When I first read a few of these posts though, I was pretty annoyed and I had to stop for a while and really figure out why I was letting it get to me. It wasn’t just because I am a mother. I agreed with a lot of the points.
- Yes, virtually EVERY holiday is hugely commercialized and encourages gross and greedy consumerism.
- Yes, we all know someone who grieves for their mother or for the children they do not have and we have a responsibility to show freely our love, support and sensitivity to those women.
- No, mothers are not inherently superior to other people on our planet.
- Yes, we should love and show our gratitude for our mothers every day of the year, not on one specific day only.

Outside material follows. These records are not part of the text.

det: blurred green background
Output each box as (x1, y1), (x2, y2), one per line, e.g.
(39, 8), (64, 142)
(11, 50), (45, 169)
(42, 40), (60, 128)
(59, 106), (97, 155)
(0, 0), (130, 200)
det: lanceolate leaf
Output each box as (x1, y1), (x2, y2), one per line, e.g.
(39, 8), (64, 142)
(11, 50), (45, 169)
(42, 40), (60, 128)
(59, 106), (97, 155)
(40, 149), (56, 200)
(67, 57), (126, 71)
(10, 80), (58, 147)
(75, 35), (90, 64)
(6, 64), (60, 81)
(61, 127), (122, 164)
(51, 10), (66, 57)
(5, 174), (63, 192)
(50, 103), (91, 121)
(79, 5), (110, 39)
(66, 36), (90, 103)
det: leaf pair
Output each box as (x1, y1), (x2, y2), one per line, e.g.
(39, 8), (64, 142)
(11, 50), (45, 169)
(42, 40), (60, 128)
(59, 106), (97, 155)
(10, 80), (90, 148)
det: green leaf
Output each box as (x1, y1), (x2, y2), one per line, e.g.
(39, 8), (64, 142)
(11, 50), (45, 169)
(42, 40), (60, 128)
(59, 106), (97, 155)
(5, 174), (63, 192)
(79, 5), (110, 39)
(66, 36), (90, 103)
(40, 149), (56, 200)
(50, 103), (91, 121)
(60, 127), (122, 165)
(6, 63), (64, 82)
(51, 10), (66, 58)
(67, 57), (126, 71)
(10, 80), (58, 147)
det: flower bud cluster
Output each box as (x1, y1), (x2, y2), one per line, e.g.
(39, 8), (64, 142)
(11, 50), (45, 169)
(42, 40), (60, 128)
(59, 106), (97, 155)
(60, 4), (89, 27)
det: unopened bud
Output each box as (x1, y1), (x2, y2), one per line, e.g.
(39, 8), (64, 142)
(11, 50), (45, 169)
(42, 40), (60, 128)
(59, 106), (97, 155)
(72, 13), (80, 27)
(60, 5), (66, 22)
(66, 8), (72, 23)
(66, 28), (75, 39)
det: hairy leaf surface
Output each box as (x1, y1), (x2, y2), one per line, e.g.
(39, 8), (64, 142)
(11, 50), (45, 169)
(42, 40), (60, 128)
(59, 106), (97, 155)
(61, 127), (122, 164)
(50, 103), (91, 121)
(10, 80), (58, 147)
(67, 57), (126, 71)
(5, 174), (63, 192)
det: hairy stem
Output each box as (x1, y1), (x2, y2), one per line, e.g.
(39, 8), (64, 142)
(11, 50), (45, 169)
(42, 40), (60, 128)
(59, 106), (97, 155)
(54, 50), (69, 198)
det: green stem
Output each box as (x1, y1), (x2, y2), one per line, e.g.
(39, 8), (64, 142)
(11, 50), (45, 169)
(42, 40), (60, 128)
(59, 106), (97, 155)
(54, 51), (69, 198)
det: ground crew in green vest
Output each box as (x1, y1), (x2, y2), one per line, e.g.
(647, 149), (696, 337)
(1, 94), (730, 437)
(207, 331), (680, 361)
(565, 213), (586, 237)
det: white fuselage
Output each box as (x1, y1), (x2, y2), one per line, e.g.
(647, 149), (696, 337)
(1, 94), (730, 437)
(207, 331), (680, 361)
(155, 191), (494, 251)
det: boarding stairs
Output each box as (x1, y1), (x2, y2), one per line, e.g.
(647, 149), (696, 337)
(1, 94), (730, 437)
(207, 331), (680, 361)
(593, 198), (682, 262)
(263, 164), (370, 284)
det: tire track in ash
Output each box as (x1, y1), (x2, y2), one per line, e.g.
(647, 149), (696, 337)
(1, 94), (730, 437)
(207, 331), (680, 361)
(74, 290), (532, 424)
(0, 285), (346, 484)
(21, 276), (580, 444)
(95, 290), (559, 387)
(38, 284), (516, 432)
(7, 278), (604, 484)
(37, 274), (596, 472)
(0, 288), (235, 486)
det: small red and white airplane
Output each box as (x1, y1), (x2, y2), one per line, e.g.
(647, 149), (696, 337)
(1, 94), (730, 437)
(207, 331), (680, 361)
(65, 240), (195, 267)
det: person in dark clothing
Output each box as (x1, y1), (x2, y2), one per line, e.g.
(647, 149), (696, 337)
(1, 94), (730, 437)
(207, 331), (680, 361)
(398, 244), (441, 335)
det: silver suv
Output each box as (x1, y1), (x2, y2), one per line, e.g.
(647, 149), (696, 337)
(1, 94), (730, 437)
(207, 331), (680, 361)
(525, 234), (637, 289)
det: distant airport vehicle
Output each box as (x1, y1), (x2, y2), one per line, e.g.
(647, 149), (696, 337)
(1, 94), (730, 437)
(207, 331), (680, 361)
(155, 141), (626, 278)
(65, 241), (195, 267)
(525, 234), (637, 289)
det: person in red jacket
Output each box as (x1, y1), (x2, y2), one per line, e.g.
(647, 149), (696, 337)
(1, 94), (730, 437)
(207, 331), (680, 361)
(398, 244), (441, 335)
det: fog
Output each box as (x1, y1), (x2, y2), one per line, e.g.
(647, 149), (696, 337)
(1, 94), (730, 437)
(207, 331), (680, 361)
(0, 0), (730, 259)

Can I argue though, that we’re villainizing the wrong thing? We are humans with a desire for ritual, tradition and extra reasons to open our hearts and show our love. We CAN choose to celebrate each other a little bit more on specific days without feeding into consumerism. I’m going to argue that there is positivity in the designation of a special day as a reminder to be grateful all year for the people in our lives. Holidays aren’t the problem.
Greed is the problem. Fear is the problem. Comparison is the problem. All of these are the thieves of joy.
We can choose to intentionally celebrate each other every year on our birthdays. We can choose to intentionally celebrate our fathers each year on Father’s Day, and our Mothers on Mother’s Day. We can choose to celebrate the Earth, teachers, veterans, the Solstice, LOVE, and freedom a little more intentionally with the gentle reminder of a day specifically designated for the celebration of each. We can do it by sending our thoughts of gratitude to the person, to God, to the universe. We can do it by handwritten notes, hugs, kisses, wildflowers, bonfires, feasts, rituals, dancing, or even a store bought gift. We can choose not to judge people who celebrate differently than we do, and choose to send out love and positive energy rather then comparison or condemnation.
This intentional celebration does not mean you are automatically demeaning everyone else who doesn’t fall into that category. Yes, there are people who do demean, judge, compare and condemn. We should not let them rob the holidays of the joy that we can assign to them. When did it become wrong to celebrate someone for something just because EVERYONE else didn’t have or wasn’t that “something.”
There are strong and wondrous women who are mothers. There are equally strong and wondrous women who are not and want more than anything to be or those who choose not to be mothers. All of these women are magically different and unique and I celebrate you all. We all have our own paths, our darkness, our struggles and challenges. We all have the choice to celebrate and support each other on our separate and collective paths, or to compare ourselves to others and condemn our differences.
Gabby Bernstein in “The Universe Has Your Back” explains that at the end of the day, the energy we are sending out is always manifesting one of two things. Fear or love. If our energy is negative, judgmental, angry, condemning or unforgiving we are manifesting fear. For me, celebrating mothers on Mother’s Day is manifesting love and choosing joy.
The motherhood passage is challenging, frightening, rewarding, transformative and shows the woman in the process more strength and love than she ever knew she previously had. I think we can all agree on that.
Celebrate your mother in whatever way manifests the most joy for you and choose love over fear.